Par ailleurs, la Cnil recommande aux employeurs de ne pas imposer l’activation de leur caméra aux salariés en télétravail qui participent à des visioconférences. En effet, bien que la diffusion de l’image puisse participer à la convivialité, cela peut porter atteinte au droit au respect de la vie privée, tout particulièrement aux autres personnes présentes au domicile. Seules des circonstances très particulières, dont il appartiendrait à l’employeur de justifier, pourrait rendre nécessaire la tenue de la visioconférence à visage découvert.

Accident du travail en télétravail : que prévoit la loi ?

L’article L.1222-9 du Code du travail dispose que l’accident survenu sur le lieu où est exercé le télétravail pendant l’exercice de l’activité professionnelle du télétravailleur est présumé être un accident de travail. Les mêmes règles s’appliquent donc que l’accident survienne dans les locaux de l’entreprise ou en télétravail.

Mise en place du télétravail : les bonnes pratiques pour les entreprises

Rédiger une charte claire ou un accord collectif

Plus l’accord ou la charte est précis, plus cela permet :

  • de prévenir les risques de dissémination d’informations confidentielles en dehors du périmètre sécurisé de l’entreprise ;
  • de prévoir l’éventuelle réorganisation logistique de l’entreprise (développement de nouveaux moyens informatiques ou adaptation de moyens existants) engendrée par le télétravail ;
  • de chiffrer l’éventuel coût financier.

Former les managers et adapter les outils

En ce qu’elle peut déstabiliser les pratiques managériales, les liens du collectif de travail et désorienter les salariés qui le pratiquent, le télétravail demande à reposer sur des modalités d’accompagnement en mesure d’optimiser son déploiement et de désamorcer les situations de blocage. Cela incitera, en premier lieu, les entreprises à prévoir des actions de sensibilisation et de formation orientées tant vers les télétravailleurs que vers les managers.

Mettre à jour le DUERP

Il est impératif de prendre en compte le télétravail dans la démarche d’analyse de risque qui doit être transcrite dans le document unique d’évaluation des risques (DUER).

Quelles sont les obligations en cas de refus ou d’imposition du télétravail ?

L’employeur peut-il imposer le télétravail ?

Le télétravail peut faire partie des conditions d’embauche ou bien être décidé par la suite ; le refus du salarié d’accepter un poste de télétravailleur n’est pas, en soi, un motif de rupture (C. trav., art.
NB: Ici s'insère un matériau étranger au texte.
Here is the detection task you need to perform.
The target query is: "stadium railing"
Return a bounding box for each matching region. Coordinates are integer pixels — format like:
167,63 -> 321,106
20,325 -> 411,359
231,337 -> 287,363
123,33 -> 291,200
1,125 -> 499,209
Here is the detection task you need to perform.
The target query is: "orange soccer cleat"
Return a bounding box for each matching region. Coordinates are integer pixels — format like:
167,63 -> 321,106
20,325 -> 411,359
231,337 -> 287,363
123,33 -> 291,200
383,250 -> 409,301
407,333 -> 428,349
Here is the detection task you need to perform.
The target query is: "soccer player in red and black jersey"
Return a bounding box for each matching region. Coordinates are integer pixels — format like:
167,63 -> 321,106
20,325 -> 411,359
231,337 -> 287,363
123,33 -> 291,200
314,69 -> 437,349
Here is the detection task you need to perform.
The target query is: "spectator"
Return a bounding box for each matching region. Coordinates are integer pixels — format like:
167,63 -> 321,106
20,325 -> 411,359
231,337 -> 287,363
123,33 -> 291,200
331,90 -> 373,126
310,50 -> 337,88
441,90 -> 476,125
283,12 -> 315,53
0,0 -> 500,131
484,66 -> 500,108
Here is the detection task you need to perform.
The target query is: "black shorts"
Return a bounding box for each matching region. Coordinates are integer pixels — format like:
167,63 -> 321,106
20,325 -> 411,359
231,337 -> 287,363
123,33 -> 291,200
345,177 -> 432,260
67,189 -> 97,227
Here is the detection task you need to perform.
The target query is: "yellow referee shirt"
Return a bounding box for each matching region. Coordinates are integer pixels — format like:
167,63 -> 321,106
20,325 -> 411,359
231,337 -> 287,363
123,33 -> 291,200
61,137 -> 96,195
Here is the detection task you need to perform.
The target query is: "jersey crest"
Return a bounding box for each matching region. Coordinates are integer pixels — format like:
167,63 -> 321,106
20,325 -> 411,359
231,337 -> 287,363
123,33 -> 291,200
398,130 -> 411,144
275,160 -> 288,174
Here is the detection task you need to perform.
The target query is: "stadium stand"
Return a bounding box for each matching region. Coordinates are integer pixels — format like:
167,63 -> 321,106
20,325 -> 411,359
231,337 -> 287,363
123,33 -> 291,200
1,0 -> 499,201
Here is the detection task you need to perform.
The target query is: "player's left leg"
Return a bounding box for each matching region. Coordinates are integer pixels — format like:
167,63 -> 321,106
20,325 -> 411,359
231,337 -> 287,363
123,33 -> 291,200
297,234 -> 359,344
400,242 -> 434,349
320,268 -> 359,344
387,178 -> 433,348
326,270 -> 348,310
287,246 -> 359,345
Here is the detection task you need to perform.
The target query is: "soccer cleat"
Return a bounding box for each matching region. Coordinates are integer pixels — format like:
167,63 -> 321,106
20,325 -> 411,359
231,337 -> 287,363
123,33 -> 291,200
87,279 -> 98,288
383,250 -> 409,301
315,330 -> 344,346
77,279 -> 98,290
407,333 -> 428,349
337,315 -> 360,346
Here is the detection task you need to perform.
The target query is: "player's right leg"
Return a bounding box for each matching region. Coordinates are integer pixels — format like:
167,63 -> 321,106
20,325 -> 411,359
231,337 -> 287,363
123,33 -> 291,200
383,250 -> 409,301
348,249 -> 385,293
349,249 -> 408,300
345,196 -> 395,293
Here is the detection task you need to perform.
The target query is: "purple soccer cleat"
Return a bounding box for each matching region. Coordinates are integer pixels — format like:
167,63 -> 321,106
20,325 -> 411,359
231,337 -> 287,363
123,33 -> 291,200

L. 1222-9).

Les cas exceptionnels : situation de crise sanitaire ou force majeure

Seule exception au caractère volontaire : le recours au télétravail en cas de « circonstances exceptionnelles ». Lorsqu’un tel motif d’activation « forcée » du télétravail est caractérisé, l’employeur peut imposer au salarié d’accomplir sa prestation de travail à distance des locaux de l’entreprise conformément à l’article L.1222-11 du Code du travail qui dispose que « en cas de circonstances exceptionnelles, notamment de menace d’épidémie, ou en cas de force majeure, la mise en œuvre du télétravail peut être considérée comme un aménagement du poste de travail rendu nécessaire pour permettre la continuité de l’activité de l’entreprise et garantir la protection des salariés »

Pourquoi se faire accompagner par un avocat en droit social ?

L’avocat saura vous accompagner au mieux dans la mise en place du télétravail en :

  • Sécurisant la rédaction de l’acte l’instituant ;
  • Adaptant le cadre légal à la réalité de votre entreprise.
    Ce travail permettant de faciliter le recours au télétravail et ainsi d’éviter les litiges individuels ou collectifs afférents.